Her voice had never been particularly resonant and had never had any sweetness or eloquent intonations except in England. Now it was a mechanical voice. It was also precise, controlled, and reasonable and revealed Elizabeth’s great intelligence and awareness of what she was saying. If the eyes did not show any expression or the lips warm with any color, she appeared to have recovered from her trancelike condition.

 

This reassured Caroline. She listened, nodding occasionally.

 

“They talked of the Second Hague Peace Conference two years ago,” said the girl, reporting steadily and with no inflection. “Your friends thought that was amusing; they also thought former President Roosevelt even more so for asking for the conference. But I don’t think they were very much amused after all; there was too much venom in what they said about Mr. Roosevelt. They seemed to be afraid that he knew too much. They’re much better pleased with our present President, Mr. Taft.”

 

She ran a finger absently over the chipped handle of her rejected cup. “Mr. Taft, they thought, was a man without suspicions. They wondered why Mr. Roosevelt had had any. It was finally decided with well-bred British laughter that he was a dolt.” She looked at her mother now, and Caroline had the impression that the girl really did not see her. “But of course Mr.

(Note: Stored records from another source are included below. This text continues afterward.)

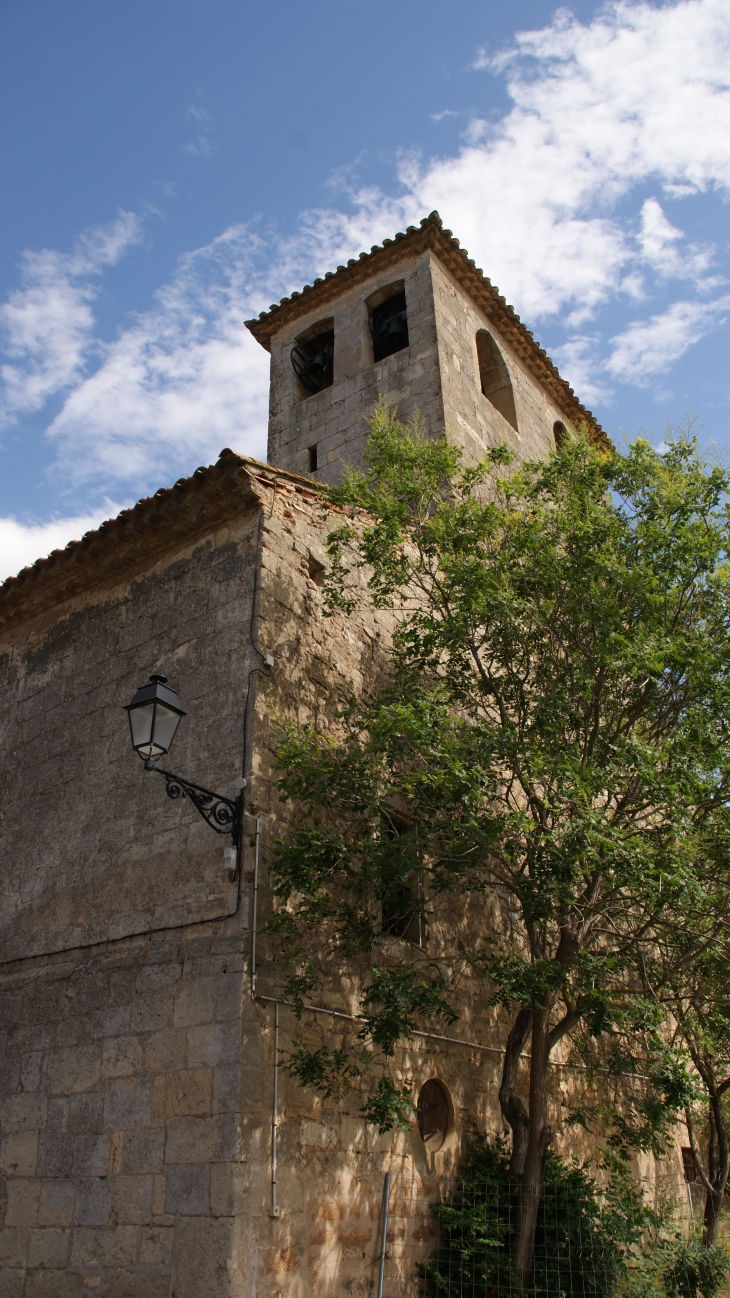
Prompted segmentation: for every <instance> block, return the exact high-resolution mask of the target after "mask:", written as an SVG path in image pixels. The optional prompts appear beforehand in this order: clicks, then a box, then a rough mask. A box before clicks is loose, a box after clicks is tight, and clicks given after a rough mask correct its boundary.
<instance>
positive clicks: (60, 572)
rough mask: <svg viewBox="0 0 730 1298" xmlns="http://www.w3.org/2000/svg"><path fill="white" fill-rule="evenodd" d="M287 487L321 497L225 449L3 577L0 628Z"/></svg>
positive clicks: (265, 468) (319, 486)
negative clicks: (141, 498) (271, 491)
mask: <svg viewBox="0 0 730 1298" xmlns="http://www.w3.org/2000/svg"><path fill="white" fill-rule="evenodd" d="M258 483H261V487H260V488H258V487H257V484H258ZM286 484H288V485H291V487H294V489H295V491H299V492H304V493H307V495H309V493H310V495H317V493H318V492H320V491H321V485H320V484H318V483H316V482H313V480H312V479H309V478H304V476H301V475H300V474H292V472H287V471H286V470H279V469H274V467H273V466H271V465H266V463H262V462H261V461H258V459H252V458H251V457H248V456H240V454H239V453H238V452H235V450H229V449H227V448H226V449H225V450H222V452H221V454H220V457H218V459H217V462H216V463H214V465H208V466H201V467H200V469H196V470H195V472H194V474H191V475H190V476H188V478H179V479H178V482H177V483H174V484H173V485H171V487H161V488H160V491H156V492H155V495H153V496H145V497H143V498H142V500H139V501H138V502H136V505H132V506H131V508H130V509H123V510H122V511H121V513H120V514H117V517H116V518H109V519H107V520H105V522H104V523H100V526H99V527H96V528H94V530H92V531H90V532H86V533H84V535H83V536H82V537H81V539H79V540H74V541H69V544H68V545H66V546H65V548H64V549H57V550H52V552H51V554H48V556H47V557H45V558H40V559H36V561H35V563H30V565H29V566H27V567H25V569H22V570H21V571H19V572H18V574H17V576H9V578H6V579H5V580H4V582H3V583H1V584H0V628H1V627H4V626H8V624H12V623H14V622H17V620H25V619H26V618H27V617H32V615H34V614H35V613H38V611H42V610H43V609H44V607H47V606H48V605H49V604H51V605H52V604H57V602H60V601H62V600H65V598H69V597H71V596H73V594H77V593H79V591H84V589H90V591H91V589H92V588H95V587H97V585H100V584H104V583H107V582H108V580H109V579H112V578H116V579H118V575H120V572H121V571H122V570H123V571H126V570H131V569H135V567H139V563H140V561H144V563H155V562H156V561H157V559H158V558H160V557H161V556H162V554H164V553H165V552H166V550H169V549H170V548H171V546H173V545H174V544H177V543H179V541H182V540H186V539H188V537H190V539H191V540H192V539H195V536H196V533H197V532H200V531H203V530H205V527H207V526H209V524H210V523H212V522H214V520H216V519H217V518H220V517H221V515H222V514H226V513H229V514H230V513H231V511H233V510H235V509H239V508H240V504H242V492H243V501H245V500H249V501H251V502H253V501H262V500H264V498H265V497H264V488H266V487H270V485H274V487H279V485H282V487H283V485H286ZM230 488H234V491H231V489H230Z"/></svg>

Roosevelt isn’t a dolt.”

 

“When?” asked Caroline.

 

“When? Oh, the war. Soon, it is believed. I even heard the word ‘inevitable’.” She smiled a little. “There was one old man, Mr. Purvey, who said he had known you when you were a girl, and he implied that you were much more ‘conscious’, he said, of things than I am. They seemed to think I was a little young for consultations with them, and so I did not hear all that I should. Mr. Purvey merely sent you the message, to be prepared.”

 

“Prepared?” Caroline pondered this. She remembered what her son had told her. She shifted her bulk on the frayed chair. “Yes, I see. Was it definitely decided it would be Germany?”

 

Elizabeth continued to speak. Not only did the English hate Germany for her ‘invasion’ of British markets, they also hated America because of the passage of the Payne Tariff Bill. They also had contempt for America, especially since Mr. Roosevelt’s ‘attempts’ to get the red hat for Archbishop Ireland. They spoke of America’s ‘racism’ and said, “We can’t afford that in the empire, you know.” But it always came back to Mr. Roosevelt. One gentleman had remarked, “He’s too previous. Or, rather, blundering. When we move, it will not be with his sort of ‘public welfare’. It will have a design.”